Einer von diesen ist Auruns Freund. »Er wollte in drei Tagen heiraten«, sagt Aurun, der mit einer weinenden jungen Zyprerin vor dem Schreibtisch von Fatima steht. »Wir brauchen sein Ausländerbuch«, sagt Fatima, die bei der antirassistischen Organisation Kisa Migranten berät, und schaut auf den Bildschirm ihres Computers. Aber so oft sie die Unterlagen, die Aurun bei seinem Freund im Schrank gefunden hat, auch durchsehen, das Ausländerbuch, das seinen Aufenthaltsstatus dokumentiert, ist nicht dabei. »In drei Tagen hätten sie geheiratet«, sagt Aurun, »aber wenn wir zy­prische Mädchen heiraten wollen, tun sie alles, um das zu verhindern.«

»Wenn man ins Gesicht geschlagen wird, dann macht es auch etwas hier«, sagt Aurun und deutet auf seinen Bauch. »Wir sind viele, wir könnten uns wehren.« Unter den 800 000 Einwohnern Zyperns leben immerhin 72 000 Migranten mit meist befristeter Aufenthaltsgenehmigung und Schätzungen des Innenministers zufolge 30 000 »illegale Migranten«.
Zu einer Demonstration, zu der antirassistische Organisationen und Migrantengruppen an dem Sonntag nach der Razzia aufgerufen haben, um in der Altstadt Nikosias gegen Polizeigewalt und Rassismus zu protestieren, kommen rund 400 Menschen. Linksalternative Zyprer, ein paar junge Anarchisten und auch einige der vielen Migrantinnen und Migranten. »Aber die meisten sind aus Angst nicht mitgekommen«, sagt Aurun. Viele von ihnen stehen dicht gedrängt auf den Balkonen, manche winken den Demonstranten. »Ich rufe ihnen zu, sie sollen herunterkommen, aber sie haben Angst«, sagt er. Ein anderer Bengale erzählt auf der Abschlusskundgebung, wie die Polizei seine Unterkunft stürmte. »Er geht damit ein großes Risiko ein«, meint Aurun, denn die Polizei verzeihe Migranten keinen Widerstand. Dass auf der Demonstration nur einige Polizisten in normaler Uniform zu sehen sind, heiße nichts. »Die Polizisten in Zivil passen genau auf.« Einer der leicht zu identifizierenden Zivilpolizisten trägt ein T-Shirt, auf dessen Rückseite ein Cartoon zu sehen ist. Eine Comicfigur schlägt dort grinsend eine andere mit einem Knüppel zu Brei. »Have a Nice Day« steht darüber.

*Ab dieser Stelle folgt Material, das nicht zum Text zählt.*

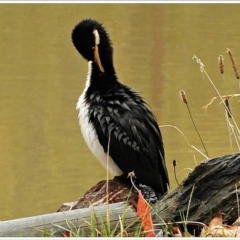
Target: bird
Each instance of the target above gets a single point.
(116, 123)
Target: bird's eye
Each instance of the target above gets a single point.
(97, 37)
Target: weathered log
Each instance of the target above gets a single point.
(57, 224)
(210, 188)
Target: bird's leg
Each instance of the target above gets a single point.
(148, 193)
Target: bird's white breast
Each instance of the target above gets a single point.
(89, 133)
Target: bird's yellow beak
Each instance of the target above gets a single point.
(97, 58)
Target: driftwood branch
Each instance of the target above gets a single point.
(212, 187)
(59, 223)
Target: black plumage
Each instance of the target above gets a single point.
(123, 123)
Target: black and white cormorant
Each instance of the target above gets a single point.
(114, 117)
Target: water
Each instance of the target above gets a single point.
(44, 160)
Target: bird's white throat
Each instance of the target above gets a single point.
(89, 133)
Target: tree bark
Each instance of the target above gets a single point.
(212, 187)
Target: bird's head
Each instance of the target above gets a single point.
(92, 42)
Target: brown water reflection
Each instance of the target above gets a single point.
(44, 160)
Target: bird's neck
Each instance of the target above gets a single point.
(100, 79)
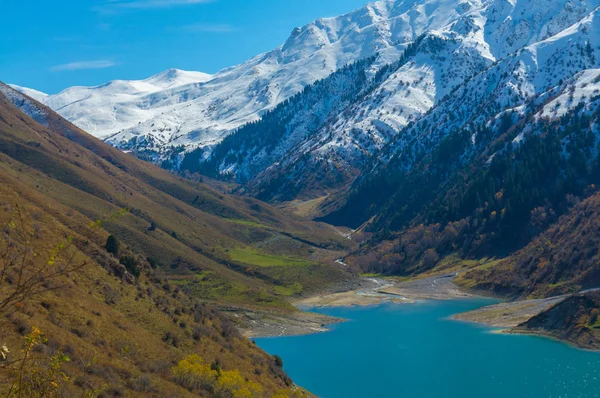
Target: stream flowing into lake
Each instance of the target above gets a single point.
(414, 350)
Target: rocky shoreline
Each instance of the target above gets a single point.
(509, 317)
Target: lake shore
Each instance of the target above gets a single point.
(510, 314)
(372, 291)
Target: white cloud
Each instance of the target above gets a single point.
(209, 27)
(81, 65)
(111, 6)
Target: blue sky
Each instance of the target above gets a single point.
(50, 45)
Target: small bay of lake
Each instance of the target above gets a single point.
(414, 350)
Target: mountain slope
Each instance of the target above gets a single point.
(183, 225)
(124, 317)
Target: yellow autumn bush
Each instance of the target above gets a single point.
(194, 373)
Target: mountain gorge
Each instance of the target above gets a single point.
(131, 281)
(445, 133)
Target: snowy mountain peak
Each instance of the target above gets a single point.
(467, 37)
(177, 77)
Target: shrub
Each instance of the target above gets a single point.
(112, 245)
(193, 373)
(131, 264)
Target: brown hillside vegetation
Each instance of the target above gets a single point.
(127, 320)
(577, 319)
(564, 259)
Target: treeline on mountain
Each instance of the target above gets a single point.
(278, 136)
(482, 195)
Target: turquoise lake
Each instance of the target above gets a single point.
(413, 350)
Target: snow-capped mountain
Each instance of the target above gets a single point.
(481, 58)
(106, 109)
(469, 62)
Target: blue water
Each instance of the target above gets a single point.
(412, 350)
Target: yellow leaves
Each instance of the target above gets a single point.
(98, 223)
(194, 373)
(232, 382)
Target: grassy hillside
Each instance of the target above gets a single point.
(127, 318)
(183, 226)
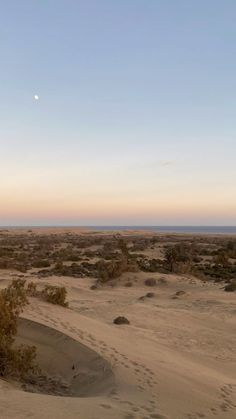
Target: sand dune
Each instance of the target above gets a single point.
(82, 371)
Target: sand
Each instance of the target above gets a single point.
(175, 360)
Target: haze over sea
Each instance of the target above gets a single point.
(175, 229)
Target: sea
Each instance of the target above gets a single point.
(174, 229)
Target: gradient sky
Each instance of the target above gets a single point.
(136, 117)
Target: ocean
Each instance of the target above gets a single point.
(174, 229)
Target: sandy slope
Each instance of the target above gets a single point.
(176, 359)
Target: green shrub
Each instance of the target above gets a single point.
(14, 361)
(55, 295)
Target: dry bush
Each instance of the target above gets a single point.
(55, 295)
(14, 361)
(31, 289)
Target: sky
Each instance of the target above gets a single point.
(135, 120)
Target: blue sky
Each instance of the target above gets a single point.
(135, 122)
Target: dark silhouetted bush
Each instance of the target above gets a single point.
(16, 361)
(55, 295)
(150, 282)
(121, 320)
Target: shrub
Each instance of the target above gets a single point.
(55, 295)
(14, 361)
(150, 282)
(121, 320)
(31, 289)
(231, 287)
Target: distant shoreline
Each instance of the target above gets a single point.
(154, 229)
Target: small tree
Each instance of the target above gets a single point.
(14, 361)
(55, 295)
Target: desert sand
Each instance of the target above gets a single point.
(175, 360)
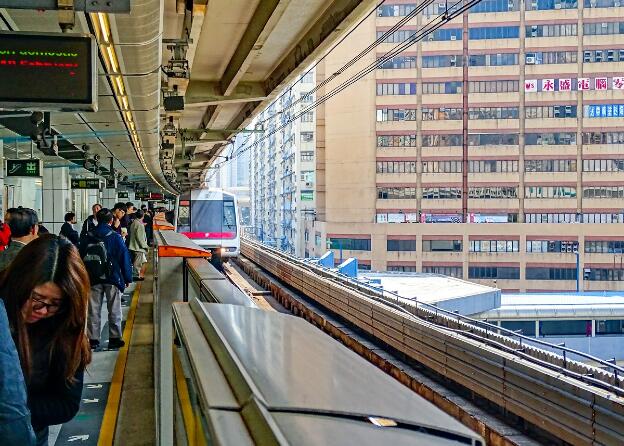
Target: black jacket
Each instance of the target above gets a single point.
(70, 233)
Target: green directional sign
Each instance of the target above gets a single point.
(23, 168)
(85, 183)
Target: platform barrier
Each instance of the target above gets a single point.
(182, 273)
(245, 376)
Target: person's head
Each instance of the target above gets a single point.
(95, 208)
(119, 210)
(24, 224)
(46, 291)
(70, 218)
(105, 216)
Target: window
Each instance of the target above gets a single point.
(601, 218)
(442, 114)
(493, 192)
(397, 62)
(451, 87)
(441, 193)
(559, 246)
(551, 218)
(605, 246)
(604, 28)
(402, 268)
(550, 111)
(494, 60)
(603, 137)
(493, 86)
(438, 140)
(493, 113)
(402, 88)
(495, 6)
(494, 32)
(565, 328)
(603, 192)
(550, 165)
(396, 114)
(606, 274)
(396, 166)
(541, 139)
(549, 192)
(492, 166)
(603, 165)
(494, 272)
(396, 193)
(493, 139)
(351, 244)
(494, 246)
(396, 140)
(613, 55)
(401, 245)
(395, 10)
(542, 273)
(609, 327)
(442, 166)
(442, 246)
(447, 60)
(395, 37)
(558, 30)
(526, 328)
(451, 271)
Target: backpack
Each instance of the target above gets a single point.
(97, 262)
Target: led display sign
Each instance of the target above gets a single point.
(47, 72)
(85, 183)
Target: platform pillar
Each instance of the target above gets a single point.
(56, 198)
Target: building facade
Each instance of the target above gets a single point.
(282, 166)
(492, 150)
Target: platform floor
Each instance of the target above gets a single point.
(135, 379)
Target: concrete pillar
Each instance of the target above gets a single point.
(109, 198)
(57, 199)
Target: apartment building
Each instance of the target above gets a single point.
(282, 168)
(492, 150)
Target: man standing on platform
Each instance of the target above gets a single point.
(107, 260)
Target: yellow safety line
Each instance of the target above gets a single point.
(109, 421)
(185, 400)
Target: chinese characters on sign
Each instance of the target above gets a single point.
(568, 84)
(605, 111)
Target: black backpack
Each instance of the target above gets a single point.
(97, 262)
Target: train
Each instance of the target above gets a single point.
(211, 218)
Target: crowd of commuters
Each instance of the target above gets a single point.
(51, 288)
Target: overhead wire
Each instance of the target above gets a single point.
(448, 15)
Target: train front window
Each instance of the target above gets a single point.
(213, 216)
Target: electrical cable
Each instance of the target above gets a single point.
(430, 27)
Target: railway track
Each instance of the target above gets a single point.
(522, 383)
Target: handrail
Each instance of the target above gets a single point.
(615, 369)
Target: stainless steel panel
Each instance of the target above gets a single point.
(293, 366)
(315, 430)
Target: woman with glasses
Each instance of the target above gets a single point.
(45, 291)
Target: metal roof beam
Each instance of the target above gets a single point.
(205, 93)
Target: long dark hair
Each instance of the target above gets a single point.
(50, 258)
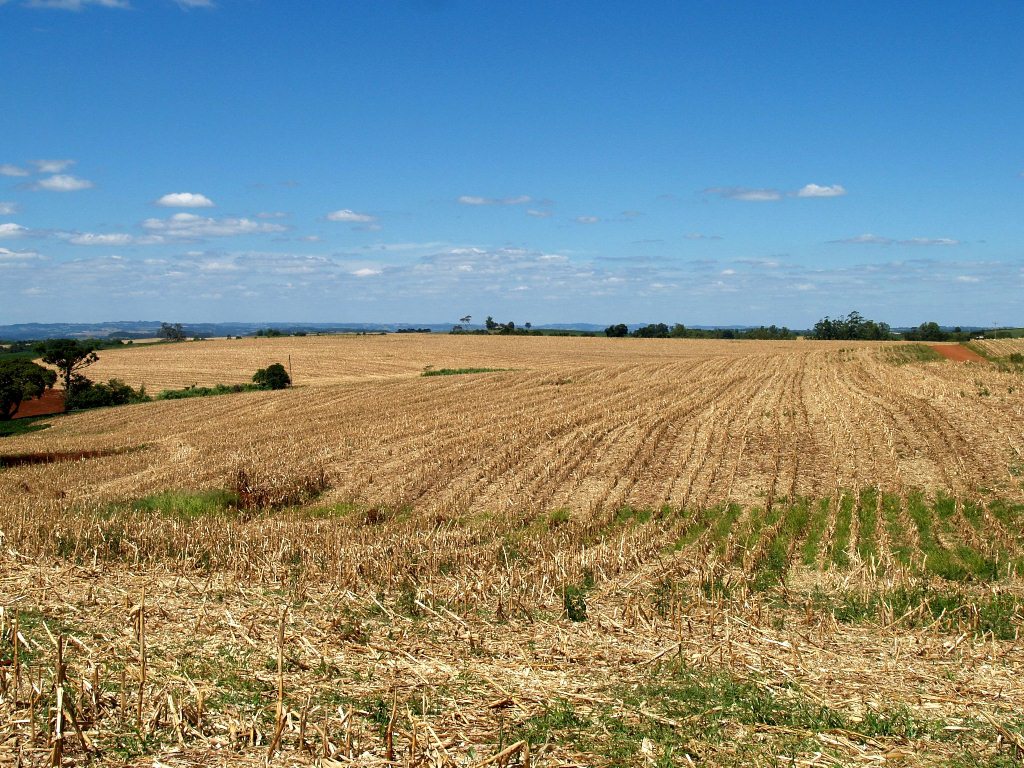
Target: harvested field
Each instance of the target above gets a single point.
(957, 352)
(1000, 347)
(51, 402)
(614, 552)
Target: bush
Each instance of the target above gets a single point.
(272, 377)
(22, 379)
(85, 393)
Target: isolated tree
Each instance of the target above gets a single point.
(272, 377)
(20, 380)
(171, 332)
(69, 355)
(652, 331)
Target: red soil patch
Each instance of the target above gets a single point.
(957, 352)
(51, 402)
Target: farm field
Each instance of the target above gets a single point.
(601, 552)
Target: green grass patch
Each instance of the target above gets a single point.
(774, 564)
(867, 530)
(899, 545)
(841, 536)
(951, 610)
(187, 505)
(815, 530)
(460, 371)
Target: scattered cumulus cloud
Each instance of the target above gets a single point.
(816, 190)
(77, 4)
(472, 200)
(876, 240)
(190, 226)
(111, 239)
(350, 216)
(11, 229)
(185, 200)
(52, 166)
(12, 170)
(744, 194)
(62, 182)
(17, 258)
(771, 195)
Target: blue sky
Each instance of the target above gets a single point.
(420, 160)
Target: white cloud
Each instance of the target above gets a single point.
(188, 225)
(930, 242)
(11, 229)
(865, 240)
(52, 166)
(472, 200)
(816, 190)
(184, 200)
(12, 170)
(876, 240)
(78, 4)
(17, 258)
(744, 194)
(111, 239)
(350, 216)
(62, 182)
(770, 195)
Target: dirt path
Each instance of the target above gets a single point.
(957, 352)
(50, 402)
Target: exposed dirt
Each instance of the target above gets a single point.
(957, 352)
(15, 460)
(51, 402)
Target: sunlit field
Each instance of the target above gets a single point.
(592, 552)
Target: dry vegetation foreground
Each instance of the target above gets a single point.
(609, 552)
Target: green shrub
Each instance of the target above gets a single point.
(85, 393)
(272, 377)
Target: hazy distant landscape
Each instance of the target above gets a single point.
(463, 384)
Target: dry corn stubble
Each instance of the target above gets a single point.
(426, 587)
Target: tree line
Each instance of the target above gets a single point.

Im Hauptquartier der Port and Marine Police der Hafenstadt Limassol erklärt uns ein freundlicher junger Sergeant names Georgios, was seine Einheit alles unternehme, um die EU-Außengrenzen vor illegalen Migranten zu schützen. Auf seiner Powerpoint-Präsentation sieht man die geteilte Insel Zypern. »Diesen unteren Teil der Küste haben wir unter Kontrolle, aber leider haben wir keine Kontrolle über das von türkischen Truppen besetzte Gebiet«, sagt er. »Dort landen die illegalen Migranten, und dann kommen sie über die Green Line zu uns«, ergänzt der Kommandant der Port and Marine Police, Lambros Themistocleous. »Um nach Zypern zu gelangen, müssen sie noch nicht einmal in Boote steigen«, sagt Georgios, »sie nehmen in Syrien einfach eine Fähre und kommen dann über die Green Line in die EU.« An den von der Marine Police kontrollierten Küstenabschnitten landen daher schon länger keine Flüchtlingsboote mehr an. Denn die Nachricht, dass es viel einfacher ist, in den türkisch kontrollierten Norden zu reisen und dann die Green Line zu überqueren, hat sich schnell herumgesprochen. Und so gesehen ist es wohl der Teilung Zyperns zu verdanken, dass wenigstens vor dieser Mittelmeerinsel schon länger keine Migranten mehr im Mittelmeer ertrunken sein sollen.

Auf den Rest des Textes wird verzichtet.